No certame para Ministério Público do Mato Grosso do Sul em 2018 em uma questão de múltipla escolha o objeto envolveu os chamados delitos de acumulação e a insignificância. Referido tema pode muito bem, dada sua complexidade, ter sido cobrado em prova dissertativa. Diante disso, alguns esclarecimentos sobre o tema são necessários.

Os delitos de acumulação ou delitos cumulativos são espécies de crime de perigo abstrato e surgiram com a teorização proposta por Lothar Kuhlen, em 1986, a partir do §324 do StGB (crime de poluição das águas do código penal alemão) e da problemática do despejo de esgotos domésticos no Rio Main. Justificou-se assim a criminalização de ações individuais isoladamente inócuas que em repetição por um grande número de indivíduos poderia resultar em significativos danos ambientais.

Kuhlen desenvolve sua teoria a partir de um caso concreto, segundo o qual pequenas propriedades suinocultoras ao longo de um rio lançavam dejetos em quantidade ligeiramente acima do permitido pelas regras administrativas. Constatou-se, contudo, que apesar da pouca representatividade dos poluentes lançados ao rio por cada uma das propriedades, a soma dos poluentes despejados por todas as propriedades representava uma deterioração grave da qualidade da água[1].

Ainda que a categoria tenha sido pensada para os delitos ambientais, é perfeitamente aplicável para quaisquer delitos envolvendo bens coletivos, a exemplo dos delitos relativos ao direito penal econômico, como ilustra Renato de Mello Jorge Silveira[2]

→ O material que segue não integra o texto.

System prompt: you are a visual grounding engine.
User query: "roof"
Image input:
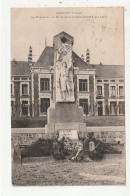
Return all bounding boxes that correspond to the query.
[11,60,30,76]
[54,31,73,39]
[34,46,93,70]
[91,65,125,78]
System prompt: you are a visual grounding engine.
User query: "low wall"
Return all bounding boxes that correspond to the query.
[11,126,125,145]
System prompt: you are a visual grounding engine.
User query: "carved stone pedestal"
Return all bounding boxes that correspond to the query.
[45,103,86,135]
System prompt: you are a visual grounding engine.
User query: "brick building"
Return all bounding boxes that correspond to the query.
[11,32,125,117]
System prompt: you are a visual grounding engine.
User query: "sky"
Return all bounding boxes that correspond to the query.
[11,7,124,65]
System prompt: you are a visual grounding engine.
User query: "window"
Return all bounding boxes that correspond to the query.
[22,101,28,116]
[119,80,124,82]
[119,101,125,114]
[110,86,116,96]
[41,98,50,114]
[22,84,28,95]
[22,78,28,80]
[98,101,103,116]
[11,84,13,95]
[119,86,124,96]
[79,79,88,91]
[79,99,88,114]
[40,78,50,91]
[97,86,102,95]
[110,80,115,82]
[11,101,15,116]
[110,102,116,115]
[14,77,20,80]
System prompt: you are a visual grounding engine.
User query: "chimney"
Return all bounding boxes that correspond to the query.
[28,46,32,63]
[81,54,84,61]
[86,49,90,64]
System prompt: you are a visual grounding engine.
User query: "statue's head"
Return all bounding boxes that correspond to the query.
[61,37,67,44]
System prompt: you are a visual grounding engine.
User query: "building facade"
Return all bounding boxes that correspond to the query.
[11,32,125,117]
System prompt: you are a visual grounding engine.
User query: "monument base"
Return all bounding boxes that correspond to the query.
[45,103,86,138]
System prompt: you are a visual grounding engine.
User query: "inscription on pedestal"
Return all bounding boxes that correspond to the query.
[58,129,78,139]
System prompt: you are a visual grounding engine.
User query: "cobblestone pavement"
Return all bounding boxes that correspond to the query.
[12,155,125,186]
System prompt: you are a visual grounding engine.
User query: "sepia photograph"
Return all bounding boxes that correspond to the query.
[10,7,126,186]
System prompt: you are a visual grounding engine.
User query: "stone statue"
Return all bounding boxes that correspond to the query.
[56,37,74,101]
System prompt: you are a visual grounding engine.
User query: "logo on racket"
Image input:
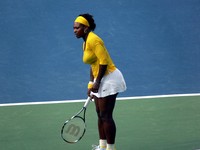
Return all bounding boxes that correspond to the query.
[66,124,80,136]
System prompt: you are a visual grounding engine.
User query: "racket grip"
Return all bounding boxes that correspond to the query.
[83,96,92,108]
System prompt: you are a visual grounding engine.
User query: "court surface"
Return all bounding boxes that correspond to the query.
[0,95,200,150]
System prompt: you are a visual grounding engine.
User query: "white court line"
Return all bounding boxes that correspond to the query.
[0,93,200,107]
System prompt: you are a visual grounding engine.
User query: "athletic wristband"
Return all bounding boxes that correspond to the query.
[88,81,94,89]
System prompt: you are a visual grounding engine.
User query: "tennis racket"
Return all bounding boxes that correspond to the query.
[61,97,92,143]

São considerados como desdobramentos dos delitos de perigo abstrato, embora não se confundam com estes por não ser exigida a geral perigosidade da conduta ao bem jurídico protegido em uma prognose ex ante. Baseiam, como bem ilustrado na seguinte pergunta de Félix Herzog: “onde iríamos parar, se todos fizessem o mesmo?

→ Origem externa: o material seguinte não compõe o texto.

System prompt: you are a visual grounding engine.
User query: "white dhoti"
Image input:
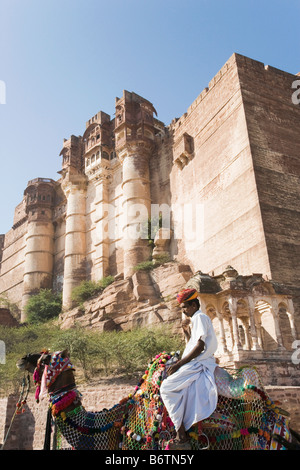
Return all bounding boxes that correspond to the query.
[160,311,218,431]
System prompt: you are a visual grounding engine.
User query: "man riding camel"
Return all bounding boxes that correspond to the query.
[160,289,218,450]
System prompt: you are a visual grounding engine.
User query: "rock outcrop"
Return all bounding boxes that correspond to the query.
[59,262,193,331]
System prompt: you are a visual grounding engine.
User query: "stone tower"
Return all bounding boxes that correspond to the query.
[115,91,156,278]
[21,178,55,320]
[60,136,86,308]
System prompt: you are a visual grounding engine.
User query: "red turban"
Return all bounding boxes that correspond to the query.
[176,289,198,304]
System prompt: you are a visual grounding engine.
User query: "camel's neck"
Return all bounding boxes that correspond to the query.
[50,384,81,417]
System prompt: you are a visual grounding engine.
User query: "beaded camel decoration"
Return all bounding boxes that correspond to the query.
[17,351,292,450]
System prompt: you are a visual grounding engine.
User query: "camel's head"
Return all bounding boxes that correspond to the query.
[16,350,74,399]
[16,351,51,374]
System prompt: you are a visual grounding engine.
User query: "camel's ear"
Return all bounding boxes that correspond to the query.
[61,349,69,358]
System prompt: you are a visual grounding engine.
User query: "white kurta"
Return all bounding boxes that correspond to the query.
[160,310,218,430]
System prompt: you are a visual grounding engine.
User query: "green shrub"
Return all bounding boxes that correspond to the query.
[25,289,62,323]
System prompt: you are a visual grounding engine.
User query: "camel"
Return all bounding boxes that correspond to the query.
[17,350,300,451]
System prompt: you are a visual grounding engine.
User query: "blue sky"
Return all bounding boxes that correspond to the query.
[0,0,300,233]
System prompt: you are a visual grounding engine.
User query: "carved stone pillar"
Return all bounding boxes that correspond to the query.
[62,175,86,309]
[21,178,55,322]
[271,299,285,349]
[94,174,110,280]
[216,310,228,353]
[241,317,251,351]
[286,299,297,340]
[228,297,243,350]
[248,296,261,351]
[120,144,151,278]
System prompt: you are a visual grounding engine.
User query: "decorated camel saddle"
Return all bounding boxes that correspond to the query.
[18,351,291,451]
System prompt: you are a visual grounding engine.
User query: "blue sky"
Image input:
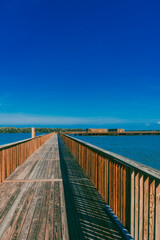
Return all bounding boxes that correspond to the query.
[0,0,160,129]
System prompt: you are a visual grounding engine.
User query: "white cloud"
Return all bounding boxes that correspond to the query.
[0,113,126,125]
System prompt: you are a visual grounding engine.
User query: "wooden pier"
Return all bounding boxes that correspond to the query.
[0,133,160,240]
[0,135,69,240]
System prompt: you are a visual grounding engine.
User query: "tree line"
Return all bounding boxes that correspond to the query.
[0,127,85,133]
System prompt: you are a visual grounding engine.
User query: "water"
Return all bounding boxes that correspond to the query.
[76,135,160,170]
[0,133,47,145]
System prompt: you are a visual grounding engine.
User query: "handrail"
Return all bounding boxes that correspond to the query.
[60,133,160,240]
[61,133,160,180]
[0,133,50,150]
[0,132,55,183]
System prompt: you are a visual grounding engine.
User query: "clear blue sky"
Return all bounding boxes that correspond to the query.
[0,0,160,129]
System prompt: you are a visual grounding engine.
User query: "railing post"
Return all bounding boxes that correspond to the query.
[32,128,36,138]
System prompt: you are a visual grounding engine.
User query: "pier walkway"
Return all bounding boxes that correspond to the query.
[0,134,123,240]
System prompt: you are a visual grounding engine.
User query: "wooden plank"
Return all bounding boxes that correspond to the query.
[144,177,149,240]
[139,175,144,240]
[149,180,155,240]
[134,173,139,240]
[155,183,160,240]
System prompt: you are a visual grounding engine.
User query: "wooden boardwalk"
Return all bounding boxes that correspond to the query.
[0,135,68,240]
[0,135,124,240]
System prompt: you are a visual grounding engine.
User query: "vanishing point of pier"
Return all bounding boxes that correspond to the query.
[0,133,160,240]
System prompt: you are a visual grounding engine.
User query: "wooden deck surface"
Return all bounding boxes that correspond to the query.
[0,135,123,240]
[0,135,68,240]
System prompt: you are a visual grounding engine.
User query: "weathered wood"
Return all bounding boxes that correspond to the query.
[61,134,160,240]
[0,135,69,240]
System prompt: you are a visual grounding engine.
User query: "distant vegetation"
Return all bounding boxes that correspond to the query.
[0,127,85,133]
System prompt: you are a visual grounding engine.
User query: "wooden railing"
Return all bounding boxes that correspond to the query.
[60,134,160,240]
[0,133,54,183]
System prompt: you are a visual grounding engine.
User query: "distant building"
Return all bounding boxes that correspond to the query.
[88,128,107,133]
[108,128,124,133]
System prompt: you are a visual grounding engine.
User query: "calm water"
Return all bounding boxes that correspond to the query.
[0,133,44,145]
[76,135,160,170]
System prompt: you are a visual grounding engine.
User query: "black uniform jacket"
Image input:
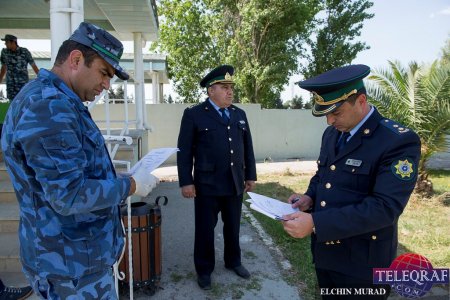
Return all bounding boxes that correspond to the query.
[177,100,256,196]
[306,110,420,280]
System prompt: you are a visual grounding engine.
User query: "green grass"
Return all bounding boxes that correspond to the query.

Tais delitos envolvem condutas consideradas, isoladamente, inofensivas em relação ao objeto de tutela da norma, incapazes de consubstanciar qualquer crime (de dano, de perigo concreto ou abstrato), mas que, quando tomadas a partir da hipótese de sua prática por um grande número de pessoas, da hipótese de sua repetição, possuem significado jurídico-penal relevante. Ademais, apenas se aplicam aos bens jurídicos coletivos, uma vez que os bens individuais não precisam de acumulação para ser expostos ao perigo[3].

A categoria sofre críticas, como as expostas por Eduardo Saad Diniz e Roxin, dentre as quais duas são de especial relevância: 1. A atribuição da responsabilidade de um indivíduo passa a depender da conduta realizada por terceiros e; 2. O direito penal passa a ser suas funções subvertidas, absorvendo anseios coletivos em detrimento da proteção individual[4].

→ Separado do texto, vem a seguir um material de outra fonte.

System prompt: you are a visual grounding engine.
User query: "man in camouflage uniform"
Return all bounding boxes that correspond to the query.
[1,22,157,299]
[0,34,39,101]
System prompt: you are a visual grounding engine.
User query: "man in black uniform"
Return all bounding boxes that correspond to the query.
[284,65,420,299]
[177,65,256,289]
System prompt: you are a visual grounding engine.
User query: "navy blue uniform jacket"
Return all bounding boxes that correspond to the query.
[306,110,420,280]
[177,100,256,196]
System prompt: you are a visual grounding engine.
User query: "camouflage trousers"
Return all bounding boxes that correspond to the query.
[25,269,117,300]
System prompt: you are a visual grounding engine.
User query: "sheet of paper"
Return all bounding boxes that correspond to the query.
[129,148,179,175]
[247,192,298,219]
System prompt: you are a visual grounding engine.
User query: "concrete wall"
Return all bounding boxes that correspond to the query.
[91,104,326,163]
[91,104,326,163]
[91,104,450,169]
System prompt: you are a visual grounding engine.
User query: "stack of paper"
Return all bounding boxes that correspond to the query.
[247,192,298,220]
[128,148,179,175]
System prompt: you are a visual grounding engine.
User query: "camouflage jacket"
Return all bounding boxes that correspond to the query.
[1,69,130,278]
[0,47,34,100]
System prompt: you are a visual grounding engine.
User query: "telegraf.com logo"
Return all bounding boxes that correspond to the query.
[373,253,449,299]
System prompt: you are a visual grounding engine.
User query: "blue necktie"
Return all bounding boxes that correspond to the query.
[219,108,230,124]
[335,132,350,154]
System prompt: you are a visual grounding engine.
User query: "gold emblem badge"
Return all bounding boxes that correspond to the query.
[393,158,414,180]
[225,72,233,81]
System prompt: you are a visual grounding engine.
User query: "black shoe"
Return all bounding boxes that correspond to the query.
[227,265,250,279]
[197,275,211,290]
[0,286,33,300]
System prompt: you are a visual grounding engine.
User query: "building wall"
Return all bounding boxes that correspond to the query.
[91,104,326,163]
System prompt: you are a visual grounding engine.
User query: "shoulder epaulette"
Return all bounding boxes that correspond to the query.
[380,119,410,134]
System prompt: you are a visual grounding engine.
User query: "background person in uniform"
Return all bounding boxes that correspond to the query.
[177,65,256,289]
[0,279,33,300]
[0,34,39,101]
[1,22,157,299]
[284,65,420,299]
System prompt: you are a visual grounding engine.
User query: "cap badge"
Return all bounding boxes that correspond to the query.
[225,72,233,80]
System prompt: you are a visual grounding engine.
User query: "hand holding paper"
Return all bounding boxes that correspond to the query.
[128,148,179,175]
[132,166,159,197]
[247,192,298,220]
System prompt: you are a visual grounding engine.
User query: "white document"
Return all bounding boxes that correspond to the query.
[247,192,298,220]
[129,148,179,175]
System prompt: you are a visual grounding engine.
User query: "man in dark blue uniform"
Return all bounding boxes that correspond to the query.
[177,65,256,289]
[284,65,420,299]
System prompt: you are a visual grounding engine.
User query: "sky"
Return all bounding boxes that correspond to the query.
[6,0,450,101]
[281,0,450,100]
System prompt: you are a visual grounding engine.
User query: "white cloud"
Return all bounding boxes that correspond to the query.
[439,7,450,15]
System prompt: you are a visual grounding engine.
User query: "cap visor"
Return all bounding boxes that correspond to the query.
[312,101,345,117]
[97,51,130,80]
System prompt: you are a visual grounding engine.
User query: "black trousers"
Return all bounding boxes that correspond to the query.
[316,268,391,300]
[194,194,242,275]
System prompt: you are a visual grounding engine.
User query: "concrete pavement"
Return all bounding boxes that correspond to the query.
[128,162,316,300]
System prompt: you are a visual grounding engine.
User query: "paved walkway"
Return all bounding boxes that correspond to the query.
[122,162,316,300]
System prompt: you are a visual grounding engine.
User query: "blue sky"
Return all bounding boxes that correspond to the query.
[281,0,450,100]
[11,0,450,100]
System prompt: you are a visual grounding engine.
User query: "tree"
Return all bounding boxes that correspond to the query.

Hassemer também vê de modo negativo esta categoria, na medida em que para ele a proteção penal deve se referir apenas a indivíduos. Destarte, somente bens individuais são de pronto tuteláveis, enquanto os bens supraindividuais devem demonstrar que são capazes de ser reconduzidos a seres humanos individuais (teoria pessoal ou monista-pessoal do bem jurídico), caso contrário, não podem ser objeto de tutela penal.

Como forma de legitimar a incriminação de tais condutas Wohlers defende que só se mostra possível a criminalização se preenchidos alguns requisitos: 1. Os efeitos de cumulação serem fundados em expectativas realistas e; 2. O bem jurídico protegido ser dotado de especial relevância de modo a fundamentar o dever de cooperação[5].

A discussão ainda não está sedimentada tanto no Brasil quanto no exterior, mas nada impede que seja cobrada em algum certame mais avançado. O presente texto busca a partir de fontes que se aprofundaram no assunto fornecer maiores subsídios para eventual questionamento.

 

Contem comigo!

Rodrigo Francisconi Pardal

 

 


 

[1] Ana Carolina Carlos de Oliveira. A tutela (não) penal dos delitos por acumulação.   https://www.ibccrim.org.br/media/posts/arquivos/18/artigo2.pdf.

[2] Renato de Mello Jorge Silveira. Direito Penal Econômico como Direito Penal de Perigo. Editora RT, pág. 146.

[3] Matheus Almeida Caetano. Delitos de acumulação e ofensividade no direito penal ambiental da sociedade de risco. Acessado em: https://repositorio.ufsc.br/handle/123456789/95308

[4] Eduardo Saad-Diniz. Teoria da pena, bem jurídico e imputação, pág. 152.

[5] Luís Greco. Modernização do Direito Penal, bens jurídicos coletivos e crimes de perigo abstrato. Lumen Juris Editora, pág. 34.